Developing in a Monorepo While Still Using Webpack

Posted by on April 6, 2020

When I talk to friends and relatives about what I do at Etsy, I have to come up with an analogy about what Frontend Infrastructure is. It’s a bit tricky to describe because it’s something that you don’t see as an end user; the web pages that people interact with are several steps removed from the actual work that a frontend infrastructure engineer does. The analogy that I usually fall to is that of a restaurant: the meal is a fully formed web page, the chefs are product engineers, and the kitchen is the infrastructure. A good kitchen should make it easy to cook a bunch of different meals quickly and deliciously. Recently, my team and I spent over a year swapping out our home-grown, Require-js-based JavaScript build system for Webpack. Running with this analogy a bit, this project is like trading out our kitchen without customers noticing, and without bothering the chefs too much.  Large projects tend to be full of unique problems and unexpected hurdles, and this one was no exception. This post is the second in a short series on all the things that we learned during the migration, and is adapted in part from a talk I gave at JSConf 2019. The first post can be found here.

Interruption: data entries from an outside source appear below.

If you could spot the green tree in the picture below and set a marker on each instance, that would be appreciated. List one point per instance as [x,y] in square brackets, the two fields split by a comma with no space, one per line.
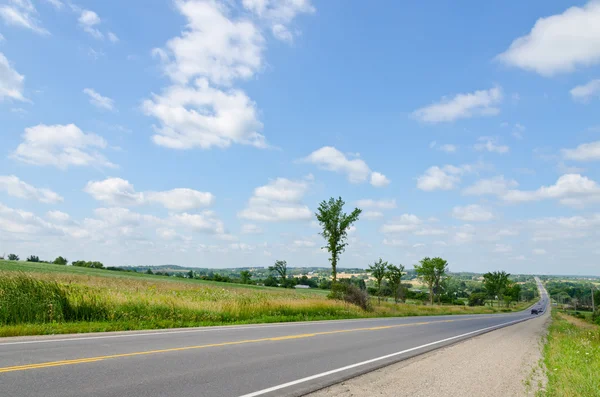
[379,271]
[335,224]
[394,276]
[280,267]
[432,271]
[245,275]
[60,261]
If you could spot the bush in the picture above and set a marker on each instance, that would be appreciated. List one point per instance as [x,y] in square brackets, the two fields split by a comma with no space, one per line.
[477,299]
[350,293]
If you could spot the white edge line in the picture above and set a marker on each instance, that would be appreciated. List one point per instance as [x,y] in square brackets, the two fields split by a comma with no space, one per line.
[226,328]
[334,371]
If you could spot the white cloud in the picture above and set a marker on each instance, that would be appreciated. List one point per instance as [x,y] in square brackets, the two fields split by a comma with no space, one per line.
[61,146]
[379,180]
[372,215]
[490,144]
[377,204]
[250,228]
[203,116]
[586,91]
[88,20]
[15,187]
[278,201]
[584,152]
[117,191]
[11,82]
[22,13]
[472,213]
[444,178]
[279,14]
[403,223]
[357,171]
[98,100]
[113,37]
[559,43]
[478,103]
[492,186]
[570,189]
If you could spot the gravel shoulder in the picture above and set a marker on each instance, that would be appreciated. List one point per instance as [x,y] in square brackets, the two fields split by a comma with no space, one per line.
[501,363]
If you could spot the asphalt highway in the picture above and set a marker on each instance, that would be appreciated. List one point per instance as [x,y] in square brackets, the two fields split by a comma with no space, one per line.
[289,359]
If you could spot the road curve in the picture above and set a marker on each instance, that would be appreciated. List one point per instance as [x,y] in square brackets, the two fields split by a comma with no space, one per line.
[289,359]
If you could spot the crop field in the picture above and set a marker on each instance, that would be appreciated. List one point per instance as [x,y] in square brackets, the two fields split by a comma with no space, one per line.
[39,298]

The state of JavaScript at Etsy last year.

At Etsy, we have a whole lot of JavaScript. This alone doesn’t make us very unique, but we have something that not every other company has: a monorepo. When we deploy our web code, we need to build and deploy over 1200 different JavaScript assets made up from over twelve thousand different JavaScript files or modules. Like the rest of the industry, we find ourselves relying more and more on JavaScript, which means that a good bit more of our code base ends in “.js” this year than last.

When starting to adopt Webpack, one of the first places we saw an early win was in our development experience. Up to and until this point, our engineers had been using a development server that we had written in-house. We ran a copy of it on every developer machine, where it built files as they were requested. This approach meant that you could reliably navigate around Etsy.com in development without needing to think about a build system at all. It also meant that we could start and restart an instance of the development server without worrying about losing state or interrupting developers much. Conceptually, this made things very simple to maintain.

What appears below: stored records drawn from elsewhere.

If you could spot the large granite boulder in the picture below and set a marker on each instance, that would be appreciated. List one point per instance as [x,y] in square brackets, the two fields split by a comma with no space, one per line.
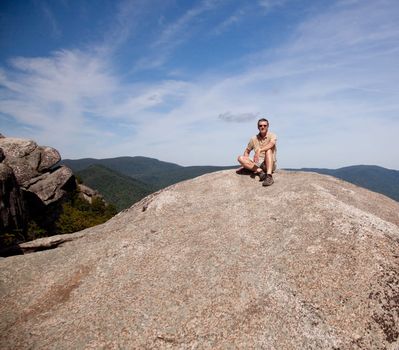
[27,159]
[12,208]
[217,262]
[29,181]
[50,186]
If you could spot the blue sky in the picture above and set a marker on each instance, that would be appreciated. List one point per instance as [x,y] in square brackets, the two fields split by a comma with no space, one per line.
[186,81]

This is a diagram showing the browser requesting an asset, our build system building that asset synchronously, and that asset being served back to the browser.
You truly couldn’t have asked for a simpler diagram.

In practice, however, developers were asking for more from JavaScript and from their build systems. We started adopting React a few years prior using the then-available JSXTransform tool, which we added to our build system with a fair amount of wailing and gnashing of teeth. The result was a server that successfully, yet sluggishly, supported JSX. Because it wasn’t designed with large applications in mind, our development server didn’t do things like cache transpiled JSX between builds. Building some of our weightier JavaScript code often took the better part of a minute, and most of our developers grew increasingly frustrated with the long iteration cycles it produced. Worse yet, because we were using JSXTransform, rather than something like Babel, our developers could use JSX but weren’t able to use any ES6 syntax like arrow functions or classes.

Bending Webpack to our will.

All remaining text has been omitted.